Namun, ternyata jawaban Feizel tetap seturut pakem ortodoksi Islam. Dia menjawab bahwa dalam Islam suami adalah kepala rumah tangga. Jalan menuju keimanan berada dalam kendali suami. Maka, tidak memungkinkan jalan iman ditempuh jika posisi sebagai muslim ada di tangan istri.

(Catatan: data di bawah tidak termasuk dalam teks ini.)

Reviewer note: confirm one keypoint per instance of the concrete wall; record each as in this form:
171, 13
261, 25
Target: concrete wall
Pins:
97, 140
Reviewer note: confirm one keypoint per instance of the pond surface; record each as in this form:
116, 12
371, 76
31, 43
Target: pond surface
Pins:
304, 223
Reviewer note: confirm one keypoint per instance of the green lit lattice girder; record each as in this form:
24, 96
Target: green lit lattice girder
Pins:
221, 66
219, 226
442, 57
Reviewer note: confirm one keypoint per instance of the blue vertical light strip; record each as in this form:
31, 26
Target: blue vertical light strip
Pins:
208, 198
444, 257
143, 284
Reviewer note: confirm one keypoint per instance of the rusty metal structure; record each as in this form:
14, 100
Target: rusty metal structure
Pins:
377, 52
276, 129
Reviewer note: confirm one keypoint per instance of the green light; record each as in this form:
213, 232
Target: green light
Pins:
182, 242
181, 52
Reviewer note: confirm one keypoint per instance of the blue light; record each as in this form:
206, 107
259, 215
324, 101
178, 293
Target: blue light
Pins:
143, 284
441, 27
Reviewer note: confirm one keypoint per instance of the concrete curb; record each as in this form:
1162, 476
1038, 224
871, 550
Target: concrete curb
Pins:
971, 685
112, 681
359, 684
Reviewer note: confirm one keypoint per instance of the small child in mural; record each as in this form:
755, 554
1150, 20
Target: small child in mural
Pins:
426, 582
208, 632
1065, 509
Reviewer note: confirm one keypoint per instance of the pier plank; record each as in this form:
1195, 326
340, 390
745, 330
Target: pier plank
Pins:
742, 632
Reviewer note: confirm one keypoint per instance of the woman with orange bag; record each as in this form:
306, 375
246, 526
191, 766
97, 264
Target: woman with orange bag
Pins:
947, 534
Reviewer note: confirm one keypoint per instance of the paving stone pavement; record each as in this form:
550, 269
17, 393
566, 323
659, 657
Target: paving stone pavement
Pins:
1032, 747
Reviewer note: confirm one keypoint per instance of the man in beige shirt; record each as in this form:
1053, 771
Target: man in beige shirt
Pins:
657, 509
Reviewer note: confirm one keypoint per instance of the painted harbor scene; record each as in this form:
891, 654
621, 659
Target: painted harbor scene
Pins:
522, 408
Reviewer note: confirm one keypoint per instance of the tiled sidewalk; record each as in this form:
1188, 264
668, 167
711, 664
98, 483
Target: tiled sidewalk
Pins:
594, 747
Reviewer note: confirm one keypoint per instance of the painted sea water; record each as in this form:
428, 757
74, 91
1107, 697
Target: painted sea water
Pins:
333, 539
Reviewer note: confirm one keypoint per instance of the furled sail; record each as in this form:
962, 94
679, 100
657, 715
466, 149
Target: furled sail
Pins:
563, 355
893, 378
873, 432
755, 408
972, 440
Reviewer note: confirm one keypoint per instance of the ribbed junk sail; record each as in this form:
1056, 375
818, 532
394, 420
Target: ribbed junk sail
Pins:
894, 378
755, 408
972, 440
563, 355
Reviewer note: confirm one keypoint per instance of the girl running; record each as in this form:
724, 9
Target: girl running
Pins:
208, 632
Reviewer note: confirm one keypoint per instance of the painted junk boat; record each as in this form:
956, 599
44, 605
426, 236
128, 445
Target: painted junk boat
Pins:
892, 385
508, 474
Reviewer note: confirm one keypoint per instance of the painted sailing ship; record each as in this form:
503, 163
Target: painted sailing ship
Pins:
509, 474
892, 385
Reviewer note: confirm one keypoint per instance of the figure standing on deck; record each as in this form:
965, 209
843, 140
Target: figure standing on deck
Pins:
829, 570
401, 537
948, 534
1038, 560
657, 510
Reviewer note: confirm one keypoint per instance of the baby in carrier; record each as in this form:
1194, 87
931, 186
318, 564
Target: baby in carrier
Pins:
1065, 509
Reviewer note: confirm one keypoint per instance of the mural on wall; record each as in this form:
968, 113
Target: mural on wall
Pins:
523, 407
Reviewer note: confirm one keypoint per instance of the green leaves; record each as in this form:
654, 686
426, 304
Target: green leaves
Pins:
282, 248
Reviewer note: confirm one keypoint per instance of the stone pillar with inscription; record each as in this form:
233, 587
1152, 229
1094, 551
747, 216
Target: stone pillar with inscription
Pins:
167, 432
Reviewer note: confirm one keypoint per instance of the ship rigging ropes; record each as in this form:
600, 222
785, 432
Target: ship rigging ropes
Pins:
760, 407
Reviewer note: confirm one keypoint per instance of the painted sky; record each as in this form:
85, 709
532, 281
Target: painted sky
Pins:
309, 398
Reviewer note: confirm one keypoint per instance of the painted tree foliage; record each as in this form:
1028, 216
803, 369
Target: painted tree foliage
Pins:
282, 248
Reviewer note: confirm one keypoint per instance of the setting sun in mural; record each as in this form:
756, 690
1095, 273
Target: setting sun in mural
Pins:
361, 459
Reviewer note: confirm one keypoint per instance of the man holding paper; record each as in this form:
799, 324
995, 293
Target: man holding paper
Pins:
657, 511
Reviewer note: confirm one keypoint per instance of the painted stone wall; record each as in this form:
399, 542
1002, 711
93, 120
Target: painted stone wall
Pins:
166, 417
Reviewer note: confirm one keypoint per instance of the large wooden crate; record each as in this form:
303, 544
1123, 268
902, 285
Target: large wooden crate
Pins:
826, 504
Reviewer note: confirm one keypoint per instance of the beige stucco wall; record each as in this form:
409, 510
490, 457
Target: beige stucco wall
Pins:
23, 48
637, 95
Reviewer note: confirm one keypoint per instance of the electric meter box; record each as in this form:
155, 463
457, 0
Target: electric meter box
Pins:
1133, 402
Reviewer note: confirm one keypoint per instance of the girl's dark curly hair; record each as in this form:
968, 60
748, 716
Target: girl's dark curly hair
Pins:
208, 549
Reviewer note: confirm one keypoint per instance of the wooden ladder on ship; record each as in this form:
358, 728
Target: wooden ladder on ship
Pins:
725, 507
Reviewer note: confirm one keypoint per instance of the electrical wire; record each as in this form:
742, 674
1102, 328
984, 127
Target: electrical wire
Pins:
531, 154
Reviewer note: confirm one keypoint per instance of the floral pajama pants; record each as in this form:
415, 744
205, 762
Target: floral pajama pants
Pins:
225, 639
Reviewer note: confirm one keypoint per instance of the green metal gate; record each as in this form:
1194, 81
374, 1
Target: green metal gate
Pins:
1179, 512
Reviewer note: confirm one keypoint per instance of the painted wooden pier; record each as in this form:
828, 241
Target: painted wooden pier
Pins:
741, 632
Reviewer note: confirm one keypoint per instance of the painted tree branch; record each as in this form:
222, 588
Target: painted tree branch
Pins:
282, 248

Pandangan-pandangan mainstream Feizel Chothia juga termaktub dalam buku-bukunya. Yang sempat sedikit memicu keriuhan adalah buku "Sex and Sexuality in Islam". Berangkat dari salah satu bab di buku tersebut, seorang kritikus pernah mengecam sikap ortodoks Feizel kepada kaum LGBT.
ADVERTISEMENT
Meski demikian, dalam beberapa kasus lain ia muncul sebagai penyeimbang. Contohnya ketika ulama di Melbourne bernama Samir Abu Hamza menyatakan bahwa seorang suami boleh memperkosa dan memukul istrinya demi “pendisiplinan”. Feizel Chothia langsung menyatakan bahwa ia dan komunitas muslim yang lebih luas mengambil sikap menentang pandangan Samir, sembari mendukung pernyataan ulama lainnya bahwa sikap Samir adalah contoh nyata bahwa ajaran Islam rentan disalahpahami.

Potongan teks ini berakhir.